On midsummer evenings the windows of the old farmhouse over at Boyntons' gleam with unaccustomed lights and voices break the stillness, lessening the gloom of the long grass-grown lane of Lois Boynton's watching in days gone by. On sunny mornings there is a merry babel of children's chatter, mingled with gentle maternal warnings, for this is a new brood of young things and the river is calling them as it has called all the others who ever came within the circle of its magic. The fragile harebells hanging their blue heads from the crevices of the rocks; the brilliant columbines swaying to and fro on their tall stalks; the patches of gleaming sand in shallow places beckoning little bare feet to come and tread them; the glint of silver minnows darting hither and thither in some still pool; the tempestuous journey of some weather-beaten log, fighting its way downstream;—here is life in abundance, luring the child to share its risks and its joys.

When Waitstill's boys and Patty's girls come back to the farm, they play by Saco Water as their mothers and their fathers did before them. The paths through the pine woods along the river's brink are trodden smooth by their restless, wandering feet; their eager, curious eyes search the waysides for adventure, but their babble and laughter are oftenest heard from the ruins of an old house hidden by great trees.
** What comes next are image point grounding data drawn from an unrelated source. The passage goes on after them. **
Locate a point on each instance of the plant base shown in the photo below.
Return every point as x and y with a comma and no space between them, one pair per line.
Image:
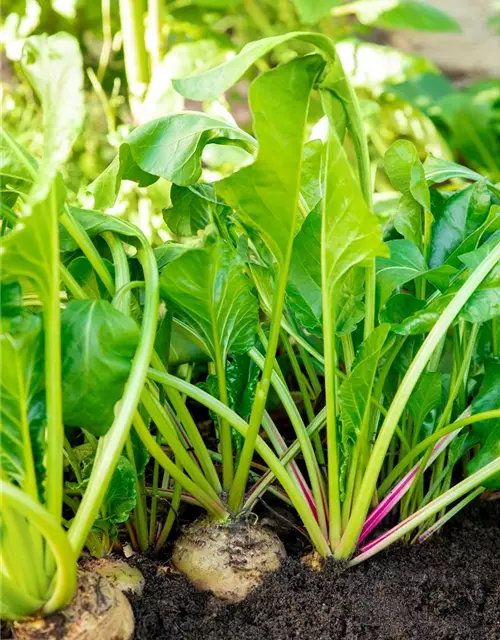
98,610
228,560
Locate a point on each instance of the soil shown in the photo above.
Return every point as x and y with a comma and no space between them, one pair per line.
445,589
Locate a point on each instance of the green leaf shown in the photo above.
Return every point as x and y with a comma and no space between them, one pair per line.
22,412
406,172
470,121
355,391
400,307
207,289
304,284
456,218
487,432
11,300
170,147
191,210
426,397
98,344
404,264
310,12
54,67
310,186
408,219
14,160
437,171
265,195
121,496
403,14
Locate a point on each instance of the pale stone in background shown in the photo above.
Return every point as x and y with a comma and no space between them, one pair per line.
472,54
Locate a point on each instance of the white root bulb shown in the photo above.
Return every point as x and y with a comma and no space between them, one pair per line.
122,575
228,560
98,610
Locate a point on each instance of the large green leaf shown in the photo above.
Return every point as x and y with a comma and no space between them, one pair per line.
192,209
98,344
470,121
402,14
438,170
121,496
456,218
207,289
265,195
170,148
304,284
22,413
406,172
425,398
54,67
404,264
355,391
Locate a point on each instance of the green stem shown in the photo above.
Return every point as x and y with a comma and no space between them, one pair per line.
456,492
134,50
65,579
53,392
80,236
361,505
114,440
261,447
235,499
213,506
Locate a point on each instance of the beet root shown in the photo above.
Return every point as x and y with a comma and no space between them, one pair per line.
227,559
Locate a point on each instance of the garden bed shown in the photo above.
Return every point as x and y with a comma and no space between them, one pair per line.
447,588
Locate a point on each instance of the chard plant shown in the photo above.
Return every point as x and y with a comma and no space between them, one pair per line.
390,337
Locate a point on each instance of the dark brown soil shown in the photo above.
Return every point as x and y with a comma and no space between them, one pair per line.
445,589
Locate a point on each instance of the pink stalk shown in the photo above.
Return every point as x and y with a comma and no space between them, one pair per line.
401,488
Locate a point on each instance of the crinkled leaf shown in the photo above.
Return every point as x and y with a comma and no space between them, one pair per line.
98,343
54,67
207,289
304,284
121,496
191,210
456,218
406,172
404,264
355,391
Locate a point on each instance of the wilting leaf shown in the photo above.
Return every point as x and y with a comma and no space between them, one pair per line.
405,263
98,344
265,195
207,289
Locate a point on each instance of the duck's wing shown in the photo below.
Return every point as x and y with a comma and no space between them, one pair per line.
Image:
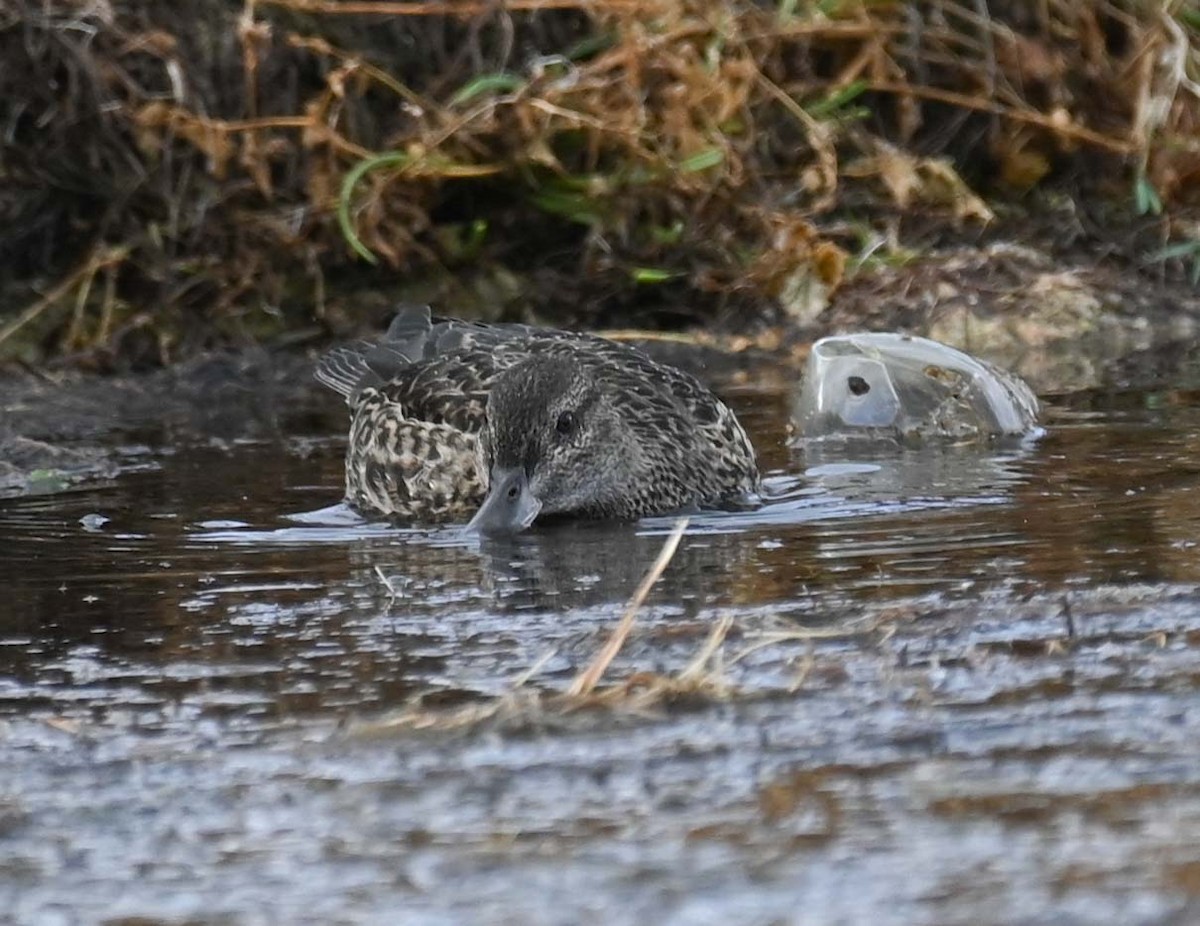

The stones of the cellar, all overgrown with blackberry vines, are still there; and a fragment of the brick chimney, where swallows build their nests from year to year. A wilderness of weeds, tall and luxuriant, springs up to hide the stone over which Jacob Cochrane stepped daily when he issued from his door; and the polished stick with which three-year-old Patty beats a tattoo may be a round from the very chair in which he sat, expounding the Bible according to his own vision. The thickets of sweet clover and red-tipped grasses, of waving ferns and young alder bushes hide all of ugliness that belongs to the deserted spot and serve as a miniature forest in whose shade the younglings foreshadow the future at their play of home-building and housekeeping. In a far corner, altogether concealed from the passer-by, there is a secret treasure, a wonderful rosebush, its green leaves shining with health and vigor. When the July sun is turning the hay-fields yellow, the children part the bushes in the leafy corner and little Waitstill Boynton steps cautiously in, to gather one splendid rose, “for father and mother.”

Jacob Cochrane's heart, with all its faults and frailties has long been at peace. On a chill, dreary night in November, all that was mortal of him was raised from its unhonored resting-place not far from the ruins of his old abode, and borne by three of his disciples far away to another state. The gravestones were replaced, face downward, deep, deep in the earth, and the sod laid back upon them, so that no man thence forward could mark the place of the prophet's transient burial amid the scenes of his first and only triumphant ministry.

“It is a sad story, Jacob Cochrane's,” Waitstill said to her husband when she first discovered that her children had chosen the deserted spot for their play; “and yet, Ivory, the red rose blooms and blooms in the ruins of the man's house, and perhaps, somewhere in the world, he has left a message that matches the rose.”